Hauberrisser tuvo una sensación que no experimentaba hacía mucho tiempo, una prometedora esperanza se despertaba en él, reconfortándolo. No sabía, ni quería saber, cuál era el motivo de su alegría ni qué es lo que debía esperar.
Empezaba a sentirse afortunado por haber vivido el extraño episodio relacionado con el nombre de Chidher el Verde, ya no se sentía como el objeto de burla de unas coincidencias maliciosas. Intuyó que las últimas frases del texto aludían al rostro de Chidher el Verde y se sintió impaciente por saber más. Hubiera preferido volver rápidamente sobre sus pasos y emplear el resto del día en la lectura del rollo, debía contener informaciones detalladas sobre el "mágico arte de dominar los pensamientos", pero eran cerca de las cuatro y Pfeill lo estaba esperando. Un zumbido le hizo volverse. Se levantó sorprendido, y a poca distancia, vio a un hombre vestido de gris, con una careta de esgrima cubriéndole el rostro y una larga vara en la mano. Por encima de él, flotaba en el aire una especie de enorme saco que se balanceaba lentamente de un lado para otro y que oscilaba de arriba a abajo con un mpvimiento continuo. De pronto el hombre acercó la punta de la vara al monstruoso racimo y consiguió capturarlo con una redecilla. Satisfecho, la vara sobre el hombro y el saco a la espalda, ascendió por una escalera hasta desaparecer por la terraza del tejado.
—Es el colmenero del convento —explicó una anciana ocasional que se había percatado de la perpleja expresión de Hauberrisser—. El enjambre se le había escapado y ha tenido que capturar a la reina.

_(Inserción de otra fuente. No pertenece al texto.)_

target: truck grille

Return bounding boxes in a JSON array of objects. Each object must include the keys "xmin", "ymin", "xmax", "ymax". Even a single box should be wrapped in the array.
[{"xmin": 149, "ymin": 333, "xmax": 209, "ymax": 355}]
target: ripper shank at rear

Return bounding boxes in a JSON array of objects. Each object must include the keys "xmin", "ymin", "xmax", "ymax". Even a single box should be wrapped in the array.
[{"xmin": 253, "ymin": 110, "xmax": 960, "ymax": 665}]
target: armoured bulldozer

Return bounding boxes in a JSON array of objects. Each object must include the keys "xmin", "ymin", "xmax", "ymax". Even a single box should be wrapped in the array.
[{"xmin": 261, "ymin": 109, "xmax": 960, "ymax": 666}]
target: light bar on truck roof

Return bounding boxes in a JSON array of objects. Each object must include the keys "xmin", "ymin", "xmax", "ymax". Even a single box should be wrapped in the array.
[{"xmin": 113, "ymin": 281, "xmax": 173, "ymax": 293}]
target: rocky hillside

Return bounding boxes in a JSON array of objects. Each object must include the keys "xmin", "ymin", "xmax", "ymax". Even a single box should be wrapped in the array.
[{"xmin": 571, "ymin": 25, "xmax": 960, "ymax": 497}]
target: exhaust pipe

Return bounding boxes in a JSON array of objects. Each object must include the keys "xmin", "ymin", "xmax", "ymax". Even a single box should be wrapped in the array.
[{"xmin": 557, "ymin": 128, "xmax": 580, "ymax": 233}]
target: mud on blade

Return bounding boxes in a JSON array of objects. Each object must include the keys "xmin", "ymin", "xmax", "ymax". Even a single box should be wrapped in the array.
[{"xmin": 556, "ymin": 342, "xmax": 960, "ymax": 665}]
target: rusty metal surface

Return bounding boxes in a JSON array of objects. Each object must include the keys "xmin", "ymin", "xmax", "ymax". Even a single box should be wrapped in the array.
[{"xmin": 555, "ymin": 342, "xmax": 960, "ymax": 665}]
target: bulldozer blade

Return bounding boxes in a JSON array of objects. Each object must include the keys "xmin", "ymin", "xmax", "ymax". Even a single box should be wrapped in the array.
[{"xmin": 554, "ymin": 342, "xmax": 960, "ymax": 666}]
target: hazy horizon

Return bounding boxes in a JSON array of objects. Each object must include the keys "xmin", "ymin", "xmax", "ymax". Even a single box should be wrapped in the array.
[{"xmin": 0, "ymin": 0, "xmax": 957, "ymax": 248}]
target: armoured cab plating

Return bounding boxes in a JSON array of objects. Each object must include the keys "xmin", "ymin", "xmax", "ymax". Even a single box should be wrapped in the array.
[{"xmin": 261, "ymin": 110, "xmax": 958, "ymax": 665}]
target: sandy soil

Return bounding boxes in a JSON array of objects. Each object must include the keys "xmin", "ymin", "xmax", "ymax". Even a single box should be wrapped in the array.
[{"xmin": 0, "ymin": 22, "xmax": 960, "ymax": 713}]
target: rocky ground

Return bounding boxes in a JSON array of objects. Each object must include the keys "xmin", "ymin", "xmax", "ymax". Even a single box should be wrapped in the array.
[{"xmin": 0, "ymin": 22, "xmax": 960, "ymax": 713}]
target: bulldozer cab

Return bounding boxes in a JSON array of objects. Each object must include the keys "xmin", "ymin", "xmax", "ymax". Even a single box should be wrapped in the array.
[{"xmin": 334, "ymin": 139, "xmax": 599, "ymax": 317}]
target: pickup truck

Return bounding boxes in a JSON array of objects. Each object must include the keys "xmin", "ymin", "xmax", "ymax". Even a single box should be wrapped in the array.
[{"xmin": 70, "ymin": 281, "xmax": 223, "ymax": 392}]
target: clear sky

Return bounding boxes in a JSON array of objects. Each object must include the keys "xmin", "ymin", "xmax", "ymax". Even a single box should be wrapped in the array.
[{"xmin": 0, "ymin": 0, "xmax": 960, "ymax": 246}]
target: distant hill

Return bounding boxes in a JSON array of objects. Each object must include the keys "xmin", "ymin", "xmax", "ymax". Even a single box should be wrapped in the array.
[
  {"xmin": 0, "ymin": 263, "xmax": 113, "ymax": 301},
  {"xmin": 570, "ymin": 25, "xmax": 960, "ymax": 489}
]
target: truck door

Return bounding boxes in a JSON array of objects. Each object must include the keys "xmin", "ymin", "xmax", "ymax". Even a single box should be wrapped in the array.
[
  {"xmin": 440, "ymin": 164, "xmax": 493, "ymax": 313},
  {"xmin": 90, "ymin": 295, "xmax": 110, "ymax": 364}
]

Hauberrisser se marchó de aquel lugar. Al llegar a una ancha plaza tomó un taxi y se encaminó hacia la casa de campo de su amigo Pfeill en Hilversum.
* * *
Numerosos ciclistas animaban la amplia y rectilínea carretera. El taxi avanzaba como a través de un mar de cabezas y centelleantes pedales. El paisaje desfilaba velozmente, pero Hauberrisser no tenía conciencia de todo ello. Sólo podía pensar en la imagen que acababa de presenciar: el hombre de la máscara y el enjambre de abejas que se apiñaban en torno a su reina como si no pudieran vivir sin ella.
El colmenero había capturado a la reina y con ella, todo el enjambre se le había rendido. Lo sucedido se le antojó como una parábola: «¿Acaso mi cuerpo es otra cosa que una legión de células vivas que giran alrededor de un centro oculto, siguiendo un atavismo de millones de años?». Intuyó que existía una relación misteriosa entre lo que había contemplado y las leyes de la naturaleza y comprendió que el mundo resucitaría para él si fuese capaz de verlo bajo una nueva luz, una luz que la vida cotidiana y la rutina habían oscurecido.